Se c’è una cosa che colpisce di The Witch è la regia. Lo stile e le influenze di Eggers ricordano la maestria di Kubrick e del suo The Shining; quel modo di girare lentamente, prendendosi tutto il tempo necessario per costruire tensione, terrore, in un crescendo di musiche sempre più forti e inquietanti, il saper creare del terrore vero e puro con degli elementi in parte già visti, ma che riescono a catturare e immergerti in quell’atmosfera lugubre e macabra. Niente giochetti del vedo non vedo come il recente The Babadook o i film della Blumhouse coi loro famosi jump-scare di cui ormai il 90% degli horror è popolato, qui si torna alle origini, a quel modo di fare cinema come negli anni ’70, come nel caso del cult inglese The Wicker Man di Robin Hardy, un altro film che ha sicuramente influenzato lo stile visivo e registico di Eggers.
Altro elemento interessante messo in mostra dal regista con i cult horror dei 60s/70s è l’utilizzo di animali come tramite del “maligno”: capre nere, corvi, conigli, che fanno parte della cultura “horrorifica” da anni. Sicuramente tra i fattori più potenti nel film vi è anche la sua straordinaria colonna sonora, realizzata da Mark Korven (This Must Be the Place) che rimanda ad altre storiche soundtrack come quella dei Goblin di Suspiria o quella di The Shining a cura di Wendy Carlos e Rachel Elkind. Un ultimo riscontro che è impossibile non notare nel film, è la sua somiglianza con un recente horror diretto dal grande Rob Zombie, The Lords of Salem: anche lì un gruppo di streghe cerca di convertire la dj locale della piccola cittadina, Heidi, ad unirsi alla confraternita delle streghe, con una piccola differenza, nel sabba finale(il finale di The Witch è quasi un richiamo al film di Rob Zombie) lei darà alla vita l’anticristo. Lo stile di Eggers è però più sobrio e in linea con il cinema horror inglese più che americano, mentre quello di Zombie è più blasfemo, più eccessivo, quasi un trip allucinato (più simile questo registicamente alle sue idee folli da horror-rocker pseudo-satanista).

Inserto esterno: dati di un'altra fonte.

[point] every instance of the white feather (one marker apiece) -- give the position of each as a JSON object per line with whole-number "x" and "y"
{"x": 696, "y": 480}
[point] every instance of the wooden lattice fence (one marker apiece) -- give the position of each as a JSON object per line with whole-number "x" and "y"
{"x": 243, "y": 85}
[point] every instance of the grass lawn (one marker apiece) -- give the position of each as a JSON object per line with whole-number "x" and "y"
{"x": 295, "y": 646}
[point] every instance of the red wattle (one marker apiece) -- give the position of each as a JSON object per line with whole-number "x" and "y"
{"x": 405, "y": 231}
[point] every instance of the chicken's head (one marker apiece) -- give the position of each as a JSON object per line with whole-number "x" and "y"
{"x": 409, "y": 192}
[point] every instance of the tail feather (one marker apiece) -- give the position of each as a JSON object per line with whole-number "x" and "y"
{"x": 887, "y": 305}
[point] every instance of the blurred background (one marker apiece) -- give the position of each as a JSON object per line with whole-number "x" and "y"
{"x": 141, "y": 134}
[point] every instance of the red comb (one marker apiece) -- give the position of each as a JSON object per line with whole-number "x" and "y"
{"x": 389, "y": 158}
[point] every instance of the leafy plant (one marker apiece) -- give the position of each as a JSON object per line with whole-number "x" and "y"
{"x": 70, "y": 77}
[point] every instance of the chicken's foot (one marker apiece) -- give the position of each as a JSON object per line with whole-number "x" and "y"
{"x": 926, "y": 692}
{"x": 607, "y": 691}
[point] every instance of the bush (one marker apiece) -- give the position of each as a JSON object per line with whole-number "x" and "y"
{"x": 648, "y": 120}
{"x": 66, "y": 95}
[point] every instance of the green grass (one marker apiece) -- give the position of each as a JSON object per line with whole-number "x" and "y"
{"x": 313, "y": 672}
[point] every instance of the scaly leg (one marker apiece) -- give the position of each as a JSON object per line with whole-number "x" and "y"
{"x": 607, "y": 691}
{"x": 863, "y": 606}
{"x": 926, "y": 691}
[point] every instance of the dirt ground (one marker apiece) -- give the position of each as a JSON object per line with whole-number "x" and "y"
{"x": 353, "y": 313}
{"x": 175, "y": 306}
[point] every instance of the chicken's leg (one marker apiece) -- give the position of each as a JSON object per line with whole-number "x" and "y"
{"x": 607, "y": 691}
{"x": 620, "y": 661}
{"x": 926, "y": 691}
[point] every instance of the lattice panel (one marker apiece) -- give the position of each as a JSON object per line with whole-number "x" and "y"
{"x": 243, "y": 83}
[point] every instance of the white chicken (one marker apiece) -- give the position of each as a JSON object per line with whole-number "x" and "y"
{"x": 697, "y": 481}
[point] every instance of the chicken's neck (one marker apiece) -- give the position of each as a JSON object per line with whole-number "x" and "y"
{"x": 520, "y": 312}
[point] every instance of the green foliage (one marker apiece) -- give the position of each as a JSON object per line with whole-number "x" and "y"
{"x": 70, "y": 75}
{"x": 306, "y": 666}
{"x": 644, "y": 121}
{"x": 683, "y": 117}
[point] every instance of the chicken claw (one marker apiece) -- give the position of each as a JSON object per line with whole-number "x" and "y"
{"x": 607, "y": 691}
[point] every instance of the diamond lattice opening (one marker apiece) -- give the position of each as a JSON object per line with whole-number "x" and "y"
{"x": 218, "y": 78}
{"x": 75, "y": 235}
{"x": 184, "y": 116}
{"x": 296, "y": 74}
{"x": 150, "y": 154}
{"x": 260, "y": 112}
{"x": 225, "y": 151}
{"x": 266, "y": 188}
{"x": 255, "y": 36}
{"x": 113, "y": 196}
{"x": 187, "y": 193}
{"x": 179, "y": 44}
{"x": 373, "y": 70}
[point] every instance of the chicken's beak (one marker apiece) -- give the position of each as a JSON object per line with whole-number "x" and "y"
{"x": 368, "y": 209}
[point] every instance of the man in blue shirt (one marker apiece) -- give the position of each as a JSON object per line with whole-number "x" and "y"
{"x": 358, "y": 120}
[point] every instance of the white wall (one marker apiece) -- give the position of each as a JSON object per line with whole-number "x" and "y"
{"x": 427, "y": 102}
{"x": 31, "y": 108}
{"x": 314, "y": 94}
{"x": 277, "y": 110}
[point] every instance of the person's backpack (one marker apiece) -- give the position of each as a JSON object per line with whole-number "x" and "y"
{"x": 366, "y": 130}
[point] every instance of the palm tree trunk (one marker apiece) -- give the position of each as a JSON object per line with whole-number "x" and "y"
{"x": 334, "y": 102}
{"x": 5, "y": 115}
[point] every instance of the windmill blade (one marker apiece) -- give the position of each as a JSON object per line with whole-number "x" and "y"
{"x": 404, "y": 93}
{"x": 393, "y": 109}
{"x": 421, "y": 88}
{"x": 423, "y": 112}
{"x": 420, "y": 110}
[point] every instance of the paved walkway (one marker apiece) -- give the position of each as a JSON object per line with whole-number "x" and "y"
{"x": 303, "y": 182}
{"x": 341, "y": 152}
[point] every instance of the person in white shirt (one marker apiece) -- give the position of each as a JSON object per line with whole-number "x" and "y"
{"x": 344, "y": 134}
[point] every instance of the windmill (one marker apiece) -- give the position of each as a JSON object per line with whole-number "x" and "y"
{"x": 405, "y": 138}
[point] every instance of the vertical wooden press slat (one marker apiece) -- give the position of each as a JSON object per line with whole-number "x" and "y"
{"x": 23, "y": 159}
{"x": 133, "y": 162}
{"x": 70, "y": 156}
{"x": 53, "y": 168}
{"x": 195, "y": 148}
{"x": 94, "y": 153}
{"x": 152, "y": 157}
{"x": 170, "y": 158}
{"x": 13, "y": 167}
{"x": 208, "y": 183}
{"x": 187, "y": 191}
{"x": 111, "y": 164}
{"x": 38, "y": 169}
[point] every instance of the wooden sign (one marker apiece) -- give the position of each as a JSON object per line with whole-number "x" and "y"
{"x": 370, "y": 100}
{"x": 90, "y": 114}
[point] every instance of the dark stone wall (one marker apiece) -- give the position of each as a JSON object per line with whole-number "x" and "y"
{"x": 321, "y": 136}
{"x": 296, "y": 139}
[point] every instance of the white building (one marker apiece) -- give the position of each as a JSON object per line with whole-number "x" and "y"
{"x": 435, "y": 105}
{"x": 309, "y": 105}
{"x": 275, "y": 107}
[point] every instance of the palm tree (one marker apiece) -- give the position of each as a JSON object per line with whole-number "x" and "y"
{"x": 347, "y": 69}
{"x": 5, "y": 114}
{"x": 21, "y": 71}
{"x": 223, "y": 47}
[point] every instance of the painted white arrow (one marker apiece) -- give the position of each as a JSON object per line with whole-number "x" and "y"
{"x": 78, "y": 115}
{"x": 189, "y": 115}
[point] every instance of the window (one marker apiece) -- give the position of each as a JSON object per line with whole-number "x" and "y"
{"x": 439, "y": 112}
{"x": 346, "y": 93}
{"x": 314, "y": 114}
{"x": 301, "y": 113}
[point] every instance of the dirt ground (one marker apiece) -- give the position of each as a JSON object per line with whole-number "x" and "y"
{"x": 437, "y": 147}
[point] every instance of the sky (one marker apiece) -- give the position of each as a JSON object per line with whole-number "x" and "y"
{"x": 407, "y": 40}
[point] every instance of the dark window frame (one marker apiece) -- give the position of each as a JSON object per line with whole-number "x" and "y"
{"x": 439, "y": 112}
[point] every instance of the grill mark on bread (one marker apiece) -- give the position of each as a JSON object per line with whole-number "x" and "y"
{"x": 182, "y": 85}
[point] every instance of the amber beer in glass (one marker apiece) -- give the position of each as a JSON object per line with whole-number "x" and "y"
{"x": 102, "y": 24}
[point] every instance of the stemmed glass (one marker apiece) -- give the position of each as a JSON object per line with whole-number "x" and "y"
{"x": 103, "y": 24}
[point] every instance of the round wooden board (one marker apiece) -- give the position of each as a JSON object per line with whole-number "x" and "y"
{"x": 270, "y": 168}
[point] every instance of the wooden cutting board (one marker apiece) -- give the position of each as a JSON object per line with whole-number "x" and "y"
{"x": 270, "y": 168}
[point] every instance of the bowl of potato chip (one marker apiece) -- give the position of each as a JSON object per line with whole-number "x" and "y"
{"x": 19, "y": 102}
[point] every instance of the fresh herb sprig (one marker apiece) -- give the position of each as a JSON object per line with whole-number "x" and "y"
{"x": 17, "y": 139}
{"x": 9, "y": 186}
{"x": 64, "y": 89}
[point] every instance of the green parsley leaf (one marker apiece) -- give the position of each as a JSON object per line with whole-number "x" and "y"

Il film presentato al Sundance Film Festival ha riscosso e sta riscuotendo un successo strepitoso da parte della critica e forse un po’ meno da quello del pubblico, oggi giorno troppo abituati ai prodotti Blumhouse tutti uguali a se stessi, con lo stesso tema da dieci anni a questa parte (spiriti, demoni, presenze), o dei mockumentary noiosissimi e mal diretti, un pubblico che si è ormai drogato di prodotti mainstream, soprattutto quello americano, accontentandosi dei classici trucchetti utilizzati dai registi per far prendere piccoli spaventi (i famosi jump-scare di prima) senza saper creare un minimo di autentico terrore old-school, ma soprattutto un’opera vera, autentica. Ecco perché The Witch, in un panorama come questo è proprio l’outsider che fa la differenza.